Mindfulness: how to feel better in the present

It's very easy to go through life without really paying attention to what happens around us. While planning ahead for tomorrow, next week or next year can be useful, if we do so at the expense of how we feel in the present, it can have a detrimental effect on our mental wellbeing.

Becoming aware of our thoughts and feelings in the here and now has been called mindfulness, and can be developed by following a few simple steps.

Feeling good about your life and yourself, and being able for it to progress in the way you want is all important for a good sense of mental wellbeing. To some people, good wellbeing may mean possessions, such as their house or car, or even their occupation. However, most evidence suggests the key to good mental wellbeing is the way we think about things.

Noticing sights, smells, sounds and tastes throughout your day, as well as how you are thinking and feeling are all important parts of becoming more aware of the present moment. This process can help us understand ourselves better, which in turn can help in our day-to-day life.

So what is mindfulness?

Mindfulness involves an awareness of what is happening inside and outside us on a moment-by-moment basis. This is especially important if we are feeling tired, stressed or busy, when we may be suffering from "tunnel vision" for one goal or another.

Having an awareness over our thought process at a particular moment in time can ensure we make positive changes. Stopping and thinking about how you are feeling can help control emotions and behaviour when you are caught in certain circumstances.

Many people may find themselves wishing they'd said something that was on their mind in the past, or worrying about meetings with their boss, or even just being in an environment they aren't comfortable in, and this can put them in an unhelpful thought process.

If you can untangle that thought process it can go a long way towards helping. After all, meetings with the boss don't have to be a bad thing, or you may get a chance to say what was on your mind another time. Taking a step back can help us to realise that our thoughts don't have to control us and can allow us to move on in a more positive way. This can especially help people who suffer with anxiety.

Studies into mindfulness suggest that programmes can help gradually improve mood and reduce stress over a number of weeks.

Taking the first step

The key to mindfulness is to consider how you are feeling, and to pay attention to your surroundings as you go about your day. It is very easy to drift into "autopilot" and routine, which may stop us trying new things. Even something as simple as eating somewhere different at lunchtime, or taking an alternative route to work in the morning, can help with this.

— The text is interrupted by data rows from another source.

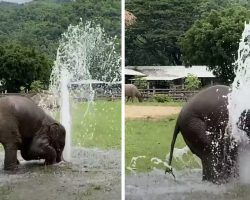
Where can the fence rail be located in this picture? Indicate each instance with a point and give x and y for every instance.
(178, 95)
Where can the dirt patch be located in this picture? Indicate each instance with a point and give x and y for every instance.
(92, 174)
(154, 112)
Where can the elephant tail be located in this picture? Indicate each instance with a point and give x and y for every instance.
(176, 131)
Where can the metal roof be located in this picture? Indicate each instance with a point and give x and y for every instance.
(162, 72)
(161, 78)
(132, 72)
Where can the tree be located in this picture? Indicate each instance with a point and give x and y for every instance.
(192, 82)
(213, 41)
(20, 66)
(153, 39)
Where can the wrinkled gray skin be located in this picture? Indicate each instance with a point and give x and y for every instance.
(26, 127)
(132, 92)
(202, 122)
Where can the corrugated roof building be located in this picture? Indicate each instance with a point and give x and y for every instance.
(165, 76)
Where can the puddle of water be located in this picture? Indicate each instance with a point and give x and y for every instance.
(188, 185)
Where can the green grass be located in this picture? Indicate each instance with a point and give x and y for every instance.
(99, 127)
(154, 103)
(153, 139)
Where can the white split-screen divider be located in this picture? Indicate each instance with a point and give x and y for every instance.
(123, 101)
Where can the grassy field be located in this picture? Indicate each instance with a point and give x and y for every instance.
(98, 125)
(154, 103)
(152, 139)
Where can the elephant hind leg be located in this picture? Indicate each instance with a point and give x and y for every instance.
(10, 158)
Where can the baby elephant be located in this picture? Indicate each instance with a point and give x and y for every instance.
(26, 127)
(131, 92)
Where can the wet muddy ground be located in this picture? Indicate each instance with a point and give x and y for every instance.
(187, 186)
(92, 174)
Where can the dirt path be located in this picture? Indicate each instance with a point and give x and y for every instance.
(93, 174)
(155, 112)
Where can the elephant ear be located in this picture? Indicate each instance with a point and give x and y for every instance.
(55, 131)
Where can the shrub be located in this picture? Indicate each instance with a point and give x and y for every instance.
(141, 83)
(36, 86)
(162, 98)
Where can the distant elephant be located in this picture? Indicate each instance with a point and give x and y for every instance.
(131, 92)
(203, 122)
(26, 127)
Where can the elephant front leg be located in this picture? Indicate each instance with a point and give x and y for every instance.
(50, 155)
(39, 148)
(10, 159)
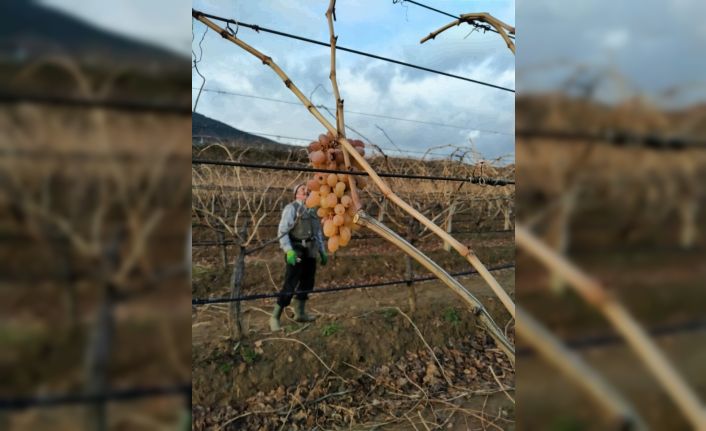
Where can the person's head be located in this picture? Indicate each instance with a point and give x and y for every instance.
(300, 192)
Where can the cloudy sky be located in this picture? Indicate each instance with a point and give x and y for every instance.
(653, 48)
(465, 110)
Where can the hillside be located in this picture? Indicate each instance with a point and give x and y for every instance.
(29, 30)
(205, 130)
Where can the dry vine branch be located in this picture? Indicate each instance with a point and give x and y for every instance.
(502, 28)
(596, 295)
(464, 251)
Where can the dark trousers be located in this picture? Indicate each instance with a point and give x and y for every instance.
(298, 278)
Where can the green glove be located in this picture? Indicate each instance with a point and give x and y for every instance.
(292, 257)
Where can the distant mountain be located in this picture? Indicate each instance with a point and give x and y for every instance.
(205, 130)
(29, 30)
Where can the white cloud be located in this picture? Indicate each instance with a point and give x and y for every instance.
(367, 85)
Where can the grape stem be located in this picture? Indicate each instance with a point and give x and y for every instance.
(461, 249)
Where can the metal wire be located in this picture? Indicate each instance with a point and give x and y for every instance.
(122, 395)
(257, 28)
(472, 179)
(205, 301)
(75, 102)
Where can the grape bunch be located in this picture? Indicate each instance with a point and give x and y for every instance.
(331, 192)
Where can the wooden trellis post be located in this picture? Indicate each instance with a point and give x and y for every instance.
(224, 248)
(236, 282)
(449, 224)
(409, 274)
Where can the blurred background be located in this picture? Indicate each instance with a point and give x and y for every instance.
(94, 215)
(611, 162)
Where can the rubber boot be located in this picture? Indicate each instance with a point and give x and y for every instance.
(274, 320)
(300, 313)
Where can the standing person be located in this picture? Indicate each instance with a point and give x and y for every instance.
(301, 240)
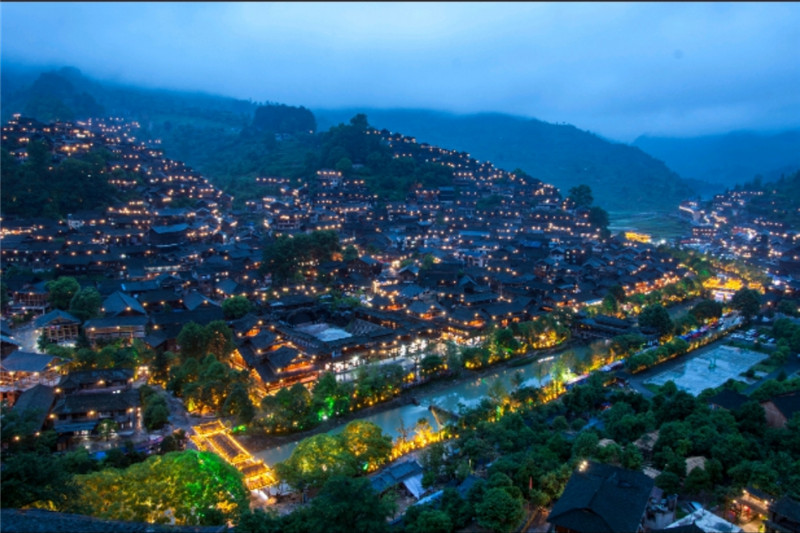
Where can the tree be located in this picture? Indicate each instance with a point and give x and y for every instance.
(61, 291)
(656, 317)
(348, 505)
(430, 521)
(598, 217)
(196, 488)
(192, 340)
(747, 302)
(581, 195)
(236, 307)
(706, 310)
(156, 413)
(315, 460)
(499, 511)
(350, 253)
(86, 303)
(367, 443)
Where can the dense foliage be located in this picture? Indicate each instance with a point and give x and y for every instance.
(191, 487)
(42, 187)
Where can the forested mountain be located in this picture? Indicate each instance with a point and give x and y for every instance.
(728, 159)
(621, 177)
(229, 139)
(779, 200)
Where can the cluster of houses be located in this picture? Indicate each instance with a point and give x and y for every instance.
(730, 226)
(447, 263)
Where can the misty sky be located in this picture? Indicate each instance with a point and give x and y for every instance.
(618, 69)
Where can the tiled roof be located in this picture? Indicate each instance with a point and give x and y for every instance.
(603, 498)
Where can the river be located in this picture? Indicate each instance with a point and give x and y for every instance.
(467, 392)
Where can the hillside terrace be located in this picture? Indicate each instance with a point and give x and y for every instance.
(531, 251)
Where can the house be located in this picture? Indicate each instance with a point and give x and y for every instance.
(121, 304)
(727, 399)
(88, 397)
(112, 379)
(702, 521)
(37, 402)
(58, 326)
(365, 265)
(30, 520)
(407, 473)
(23, 370)
(115, 327)
(601, 497)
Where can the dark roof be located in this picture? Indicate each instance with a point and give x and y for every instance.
(97, 401)
(19, 361)
(395, 474)
(41, 521)
(55, 315)
(38, 399)
(119, 302)
(77, 378)
(603, 498)
(112, 321)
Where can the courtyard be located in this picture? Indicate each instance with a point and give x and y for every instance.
(709, 369)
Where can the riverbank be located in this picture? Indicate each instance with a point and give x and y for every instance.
(262, 442)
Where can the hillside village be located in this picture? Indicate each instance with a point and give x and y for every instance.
(450, 263)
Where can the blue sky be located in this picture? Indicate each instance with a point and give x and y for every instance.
(618, 69)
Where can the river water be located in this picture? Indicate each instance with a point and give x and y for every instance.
(468, 393)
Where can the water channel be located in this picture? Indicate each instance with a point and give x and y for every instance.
(468, 393)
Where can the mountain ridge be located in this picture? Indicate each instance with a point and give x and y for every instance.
(562, 154)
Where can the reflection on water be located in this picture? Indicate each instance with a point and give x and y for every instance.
(466, 393)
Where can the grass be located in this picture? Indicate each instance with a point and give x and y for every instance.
(659, 225)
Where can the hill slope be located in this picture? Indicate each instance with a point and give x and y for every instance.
(620, 176)
(727, 159)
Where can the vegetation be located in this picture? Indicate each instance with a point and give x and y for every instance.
(290, 257)
(362, 446)
(40, 187)
(196, 488)
(236, 307)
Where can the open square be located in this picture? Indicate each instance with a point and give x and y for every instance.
(710, 369)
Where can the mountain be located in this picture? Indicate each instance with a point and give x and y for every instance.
(622, 178)
(728, 159)
(67, 94)
(227, 138)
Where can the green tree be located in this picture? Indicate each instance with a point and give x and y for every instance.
(656, 317)
(156, 413)
(581, 195)
(747, 302)
(315, 460)
(61, 291)
(499, 511)
(367, 443)
(86, 303)
(430, 521)
(346, 505)
(197, 488)
(236, 307)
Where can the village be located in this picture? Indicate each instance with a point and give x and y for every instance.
(447, 266)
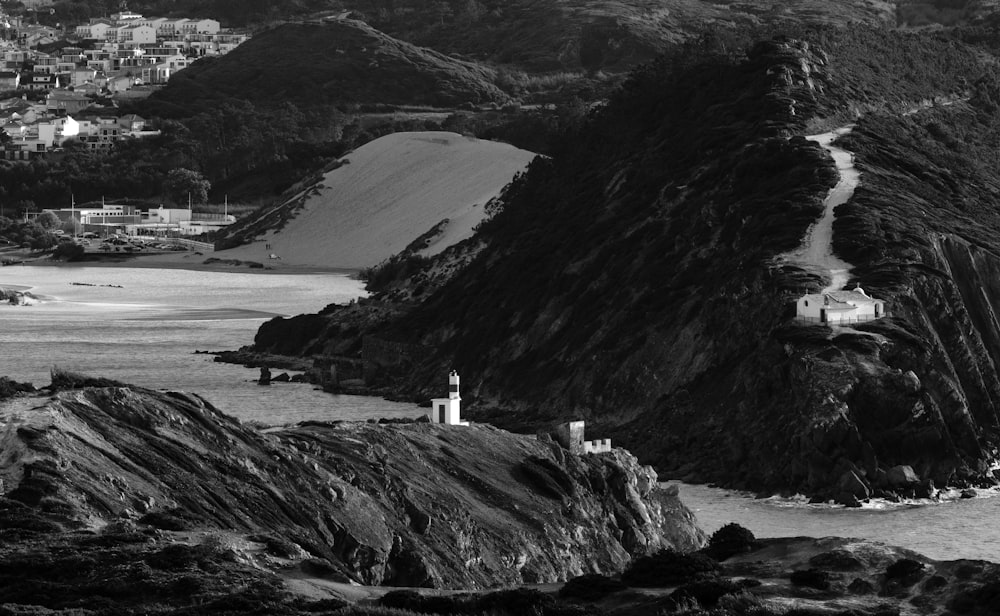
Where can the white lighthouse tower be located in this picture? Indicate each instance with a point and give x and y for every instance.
(448, 410)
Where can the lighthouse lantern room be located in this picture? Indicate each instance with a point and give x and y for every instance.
(448, 410)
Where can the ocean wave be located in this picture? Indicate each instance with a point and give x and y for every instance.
(944, 495)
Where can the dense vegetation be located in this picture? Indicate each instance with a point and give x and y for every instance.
(342, 61)
(635, 278)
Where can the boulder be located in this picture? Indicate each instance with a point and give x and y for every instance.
(854, 485)
(902, 476)
(847, 499)
(926, 489)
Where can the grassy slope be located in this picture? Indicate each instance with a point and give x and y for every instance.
(629, 281)
(387, 193)
(335, 62)
(548, 36)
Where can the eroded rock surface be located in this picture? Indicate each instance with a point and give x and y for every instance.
(411, 504)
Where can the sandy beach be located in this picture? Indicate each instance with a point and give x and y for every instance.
(177, 260)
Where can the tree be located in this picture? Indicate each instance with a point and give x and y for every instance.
(181, 183)
(48, 220)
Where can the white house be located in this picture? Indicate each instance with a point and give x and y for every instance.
(448, 410)
(839, 307)
(570, 436)
(96, 29)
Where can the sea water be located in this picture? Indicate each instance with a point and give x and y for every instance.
(947, 529)
(142, 326)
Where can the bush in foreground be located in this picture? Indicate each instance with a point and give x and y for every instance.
(590, 587)
(730, 540)
(667, 568)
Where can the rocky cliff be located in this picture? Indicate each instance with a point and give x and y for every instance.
(634, 278)
(394, 504)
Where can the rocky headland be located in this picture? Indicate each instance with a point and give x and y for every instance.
(120, 500)
(634, 278)
(394, 504)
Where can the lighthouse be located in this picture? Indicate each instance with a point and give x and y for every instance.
(448, 410)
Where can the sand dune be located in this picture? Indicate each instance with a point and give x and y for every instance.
(389, 192)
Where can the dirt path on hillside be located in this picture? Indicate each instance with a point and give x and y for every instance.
(816, 252)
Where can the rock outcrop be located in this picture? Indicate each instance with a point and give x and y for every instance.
(634, 279)
(412, 504)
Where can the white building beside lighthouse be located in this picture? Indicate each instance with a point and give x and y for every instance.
(448, 410)
(838, 307)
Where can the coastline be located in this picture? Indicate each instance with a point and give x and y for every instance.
(187, 261)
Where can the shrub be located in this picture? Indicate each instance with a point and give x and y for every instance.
(729, 540)
(68, 251)
(590, 587)
(668, 567)
(811, 578)
(513, 601)
(706, 592)
(903, 568)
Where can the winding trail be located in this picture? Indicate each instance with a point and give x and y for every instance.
(816, 252)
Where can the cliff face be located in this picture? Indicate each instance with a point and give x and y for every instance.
(633, 279)
(402, 504)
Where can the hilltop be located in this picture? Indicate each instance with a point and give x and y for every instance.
(382, 197)
(632, 278)
(340, 61)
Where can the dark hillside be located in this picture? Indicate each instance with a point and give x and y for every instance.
(631, 279)
(342, 61)
(588, 34)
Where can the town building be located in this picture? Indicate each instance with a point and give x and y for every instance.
(131, 220)
(839, 307)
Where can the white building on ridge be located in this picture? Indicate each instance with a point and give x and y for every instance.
(837, 307)
(448, 410)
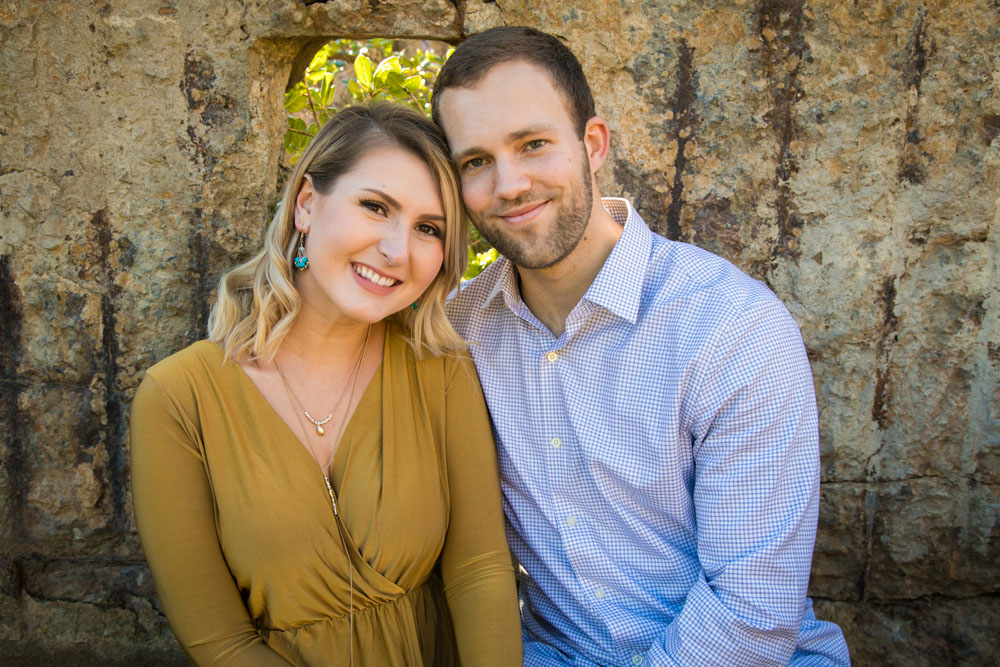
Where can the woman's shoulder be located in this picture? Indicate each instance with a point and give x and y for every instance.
(446, 364)
(194, 364)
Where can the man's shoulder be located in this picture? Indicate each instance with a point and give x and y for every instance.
(682, 271)
(468, 302)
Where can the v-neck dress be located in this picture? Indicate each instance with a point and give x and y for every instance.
(243, 545)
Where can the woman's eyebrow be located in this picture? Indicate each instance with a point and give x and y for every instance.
(395, 204)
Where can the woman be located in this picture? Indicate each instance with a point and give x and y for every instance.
(300, 478)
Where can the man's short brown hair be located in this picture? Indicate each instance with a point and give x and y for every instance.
(480, 53)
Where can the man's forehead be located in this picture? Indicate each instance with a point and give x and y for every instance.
(509, 97)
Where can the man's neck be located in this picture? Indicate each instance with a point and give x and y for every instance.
(551, 293)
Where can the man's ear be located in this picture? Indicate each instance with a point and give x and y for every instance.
(597, 139)
(304, 202)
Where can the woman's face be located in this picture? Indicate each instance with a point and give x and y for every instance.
(376, 240)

Another problem can be looking back on to past problems, or worrying over something which might happen in the future. If you are aware you sometimes think like this, trying to let the thoughts fly by without dwelling on them can help. If you can do this instead of trying to change them, they can become nothing more than a mental event which you no longer have to worry about. This process takes practice, so it may help if you write the thoughts down at first.

Practising mindfulness

There are several activities that can help promote mindfulness. Setting aside a few minutes in your day can really help you become aware of how you are thinking and feeling, so you may want to consider taking up:

Meditation: sitting in silence and thinking about breathing can help to stop the mind wandering, keeping you in the present moment

Yoga: taking part in a series of postures to stretch and flex the body, paying attention to the way you breathe can also have the same effect

T'ai chi: slow movements and an emphasis on breathing can also help.